The Red Boat shows launch of CPC

China Economic Net

Beijing: A century ago, in 1921, the first National Congress of the Communist Party of China was concluded on a red boat on Nanhu Lake in Jiaxing city, Zhejiang province.
Today, a century later, an opera, The Red Boat, depicting the Party’s founding story with a focus on that first, fateful gathering, was staged on Thursday and Friday in Hangzhou, capital of East China’s Zhejiang province.

The two-hour opera, which made its debut at the Zhejiang Conservatory of Music, used more than 50 stage scenes to tell the story, which, according to the opera’s chief director, Huang Dingshan, symbolizes the revolutionary spirit of the CPC.
Using 18 3-meter-wide by 10-meter-high wooden boards, onto which different scenes were projected, the audience was presented with vivid depictions that had a strong visual impact, according to Huang.
The opera involved a team of nearly 400 people, including more than 180 performers, who mainly came from the Zhejiang Conservatory of Music and the Zhejiang Song and Dance Theater.

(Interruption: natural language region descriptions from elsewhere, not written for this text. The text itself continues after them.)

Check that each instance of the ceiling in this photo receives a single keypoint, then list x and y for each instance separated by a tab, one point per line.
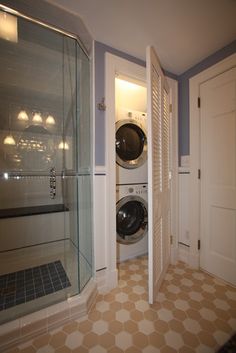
183	32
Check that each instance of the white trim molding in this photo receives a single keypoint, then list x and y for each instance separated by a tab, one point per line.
174	160
194	89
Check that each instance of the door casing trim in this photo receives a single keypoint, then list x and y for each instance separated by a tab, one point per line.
195	162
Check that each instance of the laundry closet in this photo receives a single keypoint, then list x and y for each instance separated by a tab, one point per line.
132	189
131	168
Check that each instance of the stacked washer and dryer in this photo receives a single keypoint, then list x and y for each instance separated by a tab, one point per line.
131	184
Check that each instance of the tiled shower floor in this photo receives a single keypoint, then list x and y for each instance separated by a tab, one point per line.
194	313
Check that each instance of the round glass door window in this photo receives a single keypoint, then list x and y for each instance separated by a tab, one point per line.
131	219
131	144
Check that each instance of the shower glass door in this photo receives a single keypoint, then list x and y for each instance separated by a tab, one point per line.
45	181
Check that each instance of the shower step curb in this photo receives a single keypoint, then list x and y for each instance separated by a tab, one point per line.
42	321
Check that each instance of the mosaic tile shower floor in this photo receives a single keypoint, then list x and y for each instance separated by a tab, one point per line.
26	285
194	313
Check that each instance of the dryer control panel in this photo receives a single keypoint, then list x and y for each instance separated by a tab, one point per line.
124	113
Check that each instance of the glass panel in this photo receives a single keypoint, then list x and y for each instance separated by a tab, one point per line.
84	170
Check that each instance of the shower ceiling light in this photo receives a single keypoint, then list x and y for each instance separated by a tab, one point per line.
9	140
37	118
50	120
8	27
63	145
23	116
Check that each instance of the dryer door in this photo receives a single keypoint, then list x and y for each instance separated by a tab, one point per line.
131	144
131	219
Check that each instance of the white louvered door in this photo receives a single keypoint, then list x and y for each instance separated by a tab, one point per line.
158	174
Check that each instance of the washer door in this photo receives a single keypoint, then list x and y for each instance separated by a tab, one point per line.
131	219
131	144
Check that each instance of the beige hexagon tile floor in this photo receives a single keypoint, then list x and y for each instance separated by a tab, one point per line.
194	313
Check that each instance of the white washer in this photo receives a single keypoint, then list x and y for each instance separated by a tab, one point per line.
131	147
131	221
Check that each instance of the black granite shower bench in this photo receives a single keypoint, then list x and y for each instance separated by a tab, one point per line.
32	210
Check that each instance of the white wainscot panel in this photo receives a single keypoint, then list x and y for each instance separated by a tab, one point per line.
100	238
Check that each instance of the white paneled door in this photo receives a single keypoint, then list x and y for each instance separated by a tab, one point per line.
218	175
158	174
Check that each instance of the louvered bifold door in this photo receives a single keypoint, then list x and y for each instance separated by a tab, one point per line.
158	173
166	178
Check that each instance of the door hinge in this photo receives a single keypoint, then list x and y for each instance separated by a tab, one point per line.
199	174
199	244
199	102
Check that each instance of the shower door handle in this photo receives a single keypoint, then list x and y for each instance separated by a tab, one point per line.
52	183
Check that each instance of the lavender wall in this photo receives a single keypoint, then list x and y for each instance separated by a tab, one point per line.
50	14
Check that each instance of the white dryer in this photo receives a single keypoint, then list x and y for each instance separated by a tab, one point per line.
131	147
131	221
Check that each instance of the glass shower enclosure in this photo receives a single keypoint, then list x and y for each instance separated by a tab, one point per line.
45	167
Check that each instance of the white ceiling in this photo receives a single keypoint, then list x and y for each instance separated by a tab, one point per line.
183	32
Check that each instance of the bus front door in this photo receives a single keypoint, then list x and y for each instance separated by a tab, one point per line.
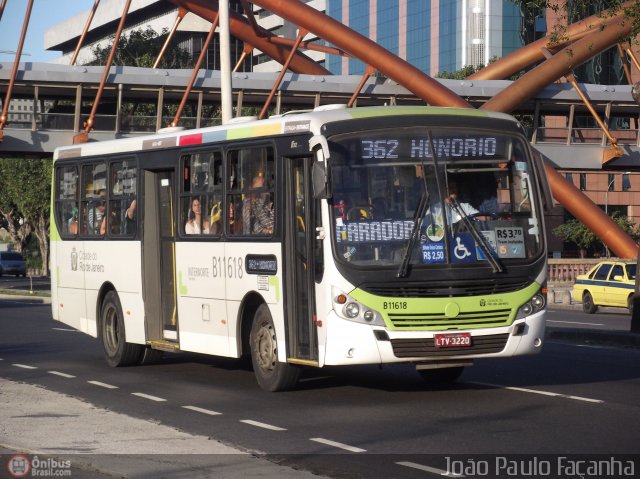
161	314
299	244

Yang Xiaoyong, a professor at the Zhejiang Conservatory of Music, played Li Dazhao (1889-1927), a pioneer of China’s Communist movement and one of the founding members of the CPC.
It is the first time for him to play such a role, Yang says. He undertook an in-depth study of historical documents in a bid to get better understanding of Li.
“Li Dazhao was a prudent person; therefore his actions and steps should be steady. I must maintain a very stable and powerful tone when singing to fit his characteristics,” says Yang.

Echoing Yang, Wang Chuanliang, a teacher from the Guangzhou-based Xinghai Conservatory of Music, who starred as Chairman Mao Zedong, says that it was challenging for him to portray Mao. He adds that, when learning the history of Mao, he was moved by the spirit of sacrifice to accomplish a great undertaking.

“We started to work on the plot of the opera as early as in 2017, and the first edition was completed on Feb 11, 2019,” says Wang Yong, scriptwriter of The Red Boat and head of the National Peking Opera Company, adding that the draft was revised 13 times before the final debut.
Wang says he visited Xingye Road in Shanghai and the Memorial Hall of Revolution at Nanhu Lake in Jiaxing many times as he was preparing the script. In addition, he also read various biographies and memoirs of Mao, Li, and other delegates to the congress 100 years ago.

“Last week, our institute organized a Party member visit to the Red Boat in Jiaxing. Today, we watched the opera The Red Boat, which gave us a better understanding of the history of the Party,” says Lei Luyuan, an audience member who watched the opera with around 20 colleagues from a local electric power research institute. “The Red Boat not only improved our aesthetic knowledge but also strengthened our ideals and beliefs.”

Co-sponsored by the Zhejiang Provincial Publicity Department, the Zhejiang Provincial Department of Culture and Tourism and the Jiaxing government, The Red Boat will soon launch its national tour.